- South Wonston Location within Hampshire
- Population: 2,870 (2017 est)
- OS grid reference: SU465355
- District: City of Winchester;
- Shire county: Hampshire;
- Region: South East;
- Country: England
- Sovereign state: United Kingdom
- Post town: Winchester
- Postcode district: SO21
- Dialling code: 01962
- Police: Hampshire and Isle of Wight
- Fire: Hampshire and Isle of Wight
- Ambulance: South Central
- UK Parliament: Winchester;

= South Wonston =

Village in Hampshire, England

South Wonston is a village on the outskirts of the City of Winchester district of Hampshire, England. The population of the parish of South Wonston was estimated in 2017 to be 2,870.

== Governance ==
South Wonston is part of the Wonston and Micheldever ward which elects three councillors to Winchester City Council, as well as the wider Winchester Downlands ward which elects a single councillor to Hampshire County Council.

==Education==
South Wonston Primary School is situated in the centre of the village on Downs Road. Attached to the school is the church of St Margaret's, which the school uses for functions. The village does not have its own secondary schools, but the majority of pupils continue onto Henry Beaufort School, in Harestock.

==Medical service==
There is a surgery located on Downs Road that is run as a branch surgery of the Gratton Surgery, Sutton Scotney.

==Recreation ground==
The recreation ground is situated to the south east of the village. In the car park of the recreation ground there is a recycling centre for plastics, glass and clothes. There are two football pitches, a tarmac tennis court, a pavilion, a bike track, skate park, a multi-purpose basketball court, the chalk pit (chalkies) and a play park. The car park is accessed from West Hill Road South.

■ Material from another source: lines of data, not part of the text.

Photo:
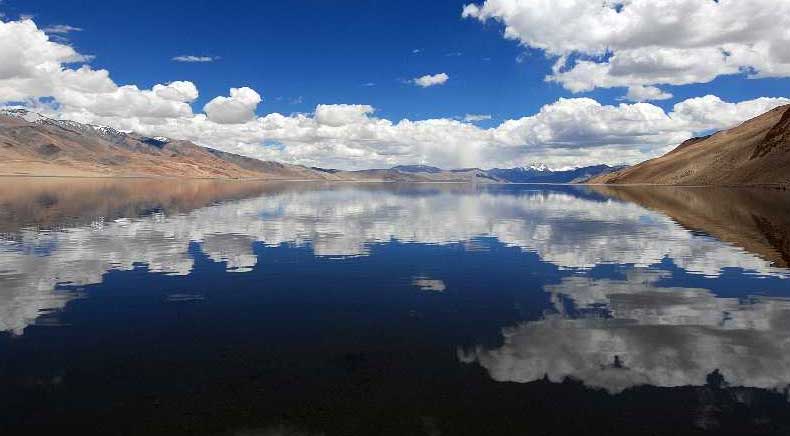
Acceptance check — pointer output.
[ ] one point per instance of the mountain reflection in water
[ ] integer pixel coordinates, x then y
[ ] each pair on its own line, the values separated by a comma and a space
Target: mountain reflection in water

===South Wonston Swifts FC===
The local football teams play their home games at the recreation ground. The club has various age groups ranging from U8 to U18 and senior level, playing in local leagues in the Hampshire area.

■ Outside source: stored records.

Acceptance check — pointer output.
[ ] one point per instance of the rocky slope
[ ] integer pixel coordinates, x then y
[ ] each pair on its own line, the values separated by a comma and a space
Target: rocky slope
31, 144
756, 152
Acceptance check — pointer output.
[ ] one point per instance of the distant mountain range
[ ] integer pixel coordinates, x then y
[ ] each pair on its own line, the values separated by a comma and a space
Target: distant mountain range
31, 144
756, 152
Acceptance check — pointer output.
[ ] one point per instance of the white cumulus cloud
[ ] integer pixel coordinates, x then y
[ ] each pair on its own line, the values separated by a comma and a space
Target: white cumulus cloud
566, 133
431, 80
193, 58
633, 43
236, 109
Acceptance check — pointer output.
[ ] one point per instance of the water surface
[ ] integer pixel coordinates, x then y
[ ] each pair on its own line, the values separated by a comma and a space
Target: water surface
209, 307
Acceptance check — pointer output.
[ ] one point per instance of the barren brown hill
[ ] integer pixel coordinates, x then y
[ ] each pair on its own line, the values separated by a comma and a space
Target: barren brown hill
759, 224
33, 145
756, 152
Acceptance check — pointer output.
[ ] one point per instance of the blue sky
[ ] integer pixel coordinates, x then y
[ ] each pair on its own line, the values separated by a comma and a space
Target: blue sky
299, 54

The Senior team were recently promoted to the Hampshire Premier Division and now play at the highest level the village's team has ever played. The senior team reserves play in the Andover & District division.

==Amenities==
There is also a village hall, where many local clubs and societies are based. The hall is also available for hire for private functions.

The village does not have a pub, but there is a licensed social club. The club offers functions on most weekends and the usual activities of cribbage, darts and pool. The club can also be used for special functions by arrangement.

There is a village shop and post office in the centre of the village opposite the school.